Parmi les militants de la première heure, le secrétaire général du Mouvement autonomiste jurassien (MAJ) Pierre-André Comte a souhaité que la jeunesse jurassienne reprenne le flambeau "pour relancer un élan patriotique". Il a eu un mot pour la commune de Belprahon (BE), qui a pu manifester certaines velléités, vaines à ce jour, de rejoindre le Jura, comme doit le faire sa grande voisine de Moutier au 1er janvier 2026.

Apéro pour tous

En attendant cet énième et ultime épisode - du moins en l'état - de la Question jurassienne, l'heure était aux réjouissances dans les rues de la capitale jurassienne. Ces festivités du 50e ont été mêlées à la 77e Fête du peuple jurassien, une double occasion de marquer le coup.

Dimanche, le canton a invité toute la population pour un apéritif dans la Cour du Château. La foule s'est rapidement pressée devant les grilles donnant accès au chapiteau, dans une ambiance bon enfant. Plus d'un millier de badauds et de convives - officiels mais aussi parents avec enfants - ont répondu à l'invitation, au coeur d'une vieille ville agrémentée de diverses animations, notamment musicales, tout au long du week-end.

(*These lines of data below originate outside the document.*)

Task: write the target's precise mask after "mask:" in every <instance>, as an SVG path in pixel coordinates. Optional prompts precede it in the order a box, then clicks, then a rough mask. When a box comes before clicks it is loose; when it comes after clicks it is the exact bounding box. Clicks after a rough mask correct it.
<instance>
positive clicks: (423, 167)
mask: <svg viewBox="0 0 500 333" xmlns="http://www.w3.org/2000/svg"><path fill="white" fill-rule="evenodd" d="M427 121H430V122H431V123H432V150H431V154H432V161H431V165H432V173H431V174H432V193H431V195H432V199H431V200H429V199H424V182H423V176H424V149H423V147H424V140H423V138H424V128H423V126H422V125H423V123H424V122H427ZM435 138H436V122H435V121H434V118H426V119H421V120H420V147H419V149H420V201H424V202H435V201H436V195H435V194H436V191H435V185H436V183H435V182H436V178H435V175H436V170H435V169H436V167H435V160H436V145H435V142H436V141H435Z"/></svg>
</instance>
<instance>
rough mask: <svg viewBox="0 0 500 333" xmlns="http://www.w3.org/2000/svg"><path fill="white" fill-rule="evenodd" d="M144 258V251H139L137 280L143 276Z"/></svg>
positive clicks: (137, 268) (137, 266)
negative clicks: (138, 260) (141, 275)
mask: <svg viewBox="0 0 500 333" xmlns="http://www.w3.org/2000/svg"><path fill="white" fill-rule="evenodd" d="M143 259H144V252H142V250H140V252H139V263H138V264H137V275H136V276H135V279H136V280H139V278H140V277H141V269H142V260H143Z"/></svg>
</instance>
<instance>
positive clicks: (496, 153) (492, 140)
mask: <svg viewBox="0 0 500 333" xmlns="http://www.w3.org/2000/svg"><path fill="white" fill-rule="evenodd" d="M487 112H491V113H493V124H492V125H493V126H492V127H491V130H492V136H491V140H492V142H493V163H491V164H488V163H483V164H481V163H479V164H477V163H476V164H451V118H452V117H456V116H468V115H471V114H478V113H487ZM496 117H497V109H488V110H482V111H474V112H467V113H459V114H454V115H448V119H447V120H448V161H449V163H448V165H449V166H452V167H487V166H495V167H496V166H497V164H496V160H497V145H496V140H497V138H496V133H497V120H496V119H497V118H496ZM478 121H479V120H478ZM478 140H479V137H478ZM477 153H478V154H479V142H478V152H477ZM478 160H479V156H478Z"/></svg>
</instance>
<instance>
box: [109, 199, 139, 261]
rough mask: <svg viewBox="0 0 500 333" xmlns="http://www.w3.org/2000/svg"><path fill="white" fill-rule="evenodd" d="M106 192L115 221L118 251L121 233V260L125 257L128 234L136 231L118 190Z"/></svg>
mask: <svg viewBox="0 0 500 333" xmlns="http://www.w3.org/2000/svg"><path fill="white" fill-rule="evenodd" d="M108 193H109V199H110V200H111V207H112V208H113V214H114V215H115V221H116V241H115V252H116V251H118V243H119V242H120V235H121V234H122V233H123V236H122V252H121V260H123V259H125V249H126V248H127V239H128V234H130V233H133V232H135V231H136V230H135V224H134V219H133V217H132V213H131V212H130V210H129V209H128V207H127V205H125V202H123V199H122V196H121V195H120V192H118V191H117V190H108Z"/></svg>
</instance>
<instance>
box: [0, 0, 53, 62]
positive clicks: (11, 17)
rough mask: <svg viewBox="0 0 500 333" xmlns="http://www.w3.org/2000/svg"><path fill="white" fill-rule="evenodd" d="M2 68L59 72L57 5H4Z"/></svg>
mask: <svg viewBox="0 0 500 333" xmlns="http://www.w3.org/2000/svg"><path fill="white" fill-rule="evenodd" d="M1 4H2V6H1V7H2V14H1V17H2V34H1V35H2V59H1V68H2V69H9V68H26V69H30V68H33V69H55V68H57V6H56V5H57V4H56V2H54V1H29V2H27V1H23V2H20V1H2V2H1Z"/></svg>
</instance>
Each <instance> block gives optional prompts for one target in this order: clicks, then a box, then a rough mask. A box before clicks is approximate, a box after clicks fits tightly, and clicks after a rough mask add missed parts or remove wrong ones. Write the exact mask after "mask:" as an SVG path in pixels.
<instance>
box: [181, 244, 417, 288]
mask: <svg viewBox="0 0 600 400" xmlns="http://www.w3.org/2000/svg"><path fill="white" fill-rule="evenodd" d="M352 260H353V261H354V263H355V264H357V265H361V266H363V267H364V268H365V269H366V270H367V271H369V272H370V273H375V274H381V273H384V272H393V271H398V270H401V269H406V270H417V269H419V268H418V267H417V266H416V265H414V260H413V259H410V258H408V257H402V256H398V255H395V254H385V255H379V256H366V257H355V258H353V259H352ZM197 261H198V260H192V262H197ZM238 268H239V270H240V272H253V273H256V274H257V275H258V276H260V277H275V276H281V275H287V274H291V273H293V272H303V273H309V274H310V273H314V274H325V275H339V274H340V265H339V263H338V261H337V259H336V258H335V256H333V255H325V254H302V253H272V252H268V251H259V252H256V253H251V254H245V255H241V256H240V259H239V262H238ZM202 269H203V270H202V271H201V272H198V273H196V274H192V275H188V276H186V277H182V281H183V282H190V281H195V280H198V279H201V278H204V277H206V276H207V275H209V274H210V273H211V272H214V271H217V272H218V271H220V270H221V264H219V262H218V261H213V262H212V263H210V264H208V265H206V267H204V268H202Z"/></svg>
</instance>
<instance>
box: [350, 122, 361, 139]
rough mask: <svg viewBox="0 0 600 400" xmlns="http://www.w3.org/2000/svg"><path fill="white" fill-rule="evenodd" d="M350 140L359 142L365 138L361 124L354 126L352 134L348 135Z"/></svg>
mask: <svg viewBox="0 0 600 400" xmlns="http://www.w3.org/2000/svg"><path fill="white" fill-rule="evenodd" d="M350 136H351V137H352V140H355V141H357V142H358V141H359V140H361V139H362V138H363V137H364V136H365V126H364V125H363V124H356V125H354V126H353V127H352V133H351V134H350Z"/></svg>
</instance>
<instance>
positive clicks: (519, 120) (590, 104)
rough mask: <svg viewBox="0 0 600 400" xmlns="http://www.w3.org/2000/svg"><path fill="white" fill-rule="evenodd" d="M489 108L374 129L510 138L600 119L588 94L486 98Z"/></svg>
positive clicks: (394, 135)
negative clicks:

Par rapport aux grandes Fêtes du peuple des années 1970 qui attiraient des dizaines de milliers de personnes souvent militantes, celle-ci avait forcément des accents plus apaisés et sereins, conviviaux.

Mais les défis restent importants. "L'arrivée de Moutier et la redéfinition de nos frontières cantonales nous offrent l'opportunité de prendre un nouveau départ, tous ensemble", a déclaré la présidente du gouvernement Rosalie Beuret Siess, pour qui le canton doit revoir son fonctionnement.

La ministre des finances a admis que Moutier avait certes un prix, mais que la cité prévôtoise devait être avant tout considérée comme un cadeau qui arrive à point nommé pour un canton qui doit évoluer dans un contexte compliqué.

La journée devait se poursuivre par un cortège allégorique dans les rues de la ville.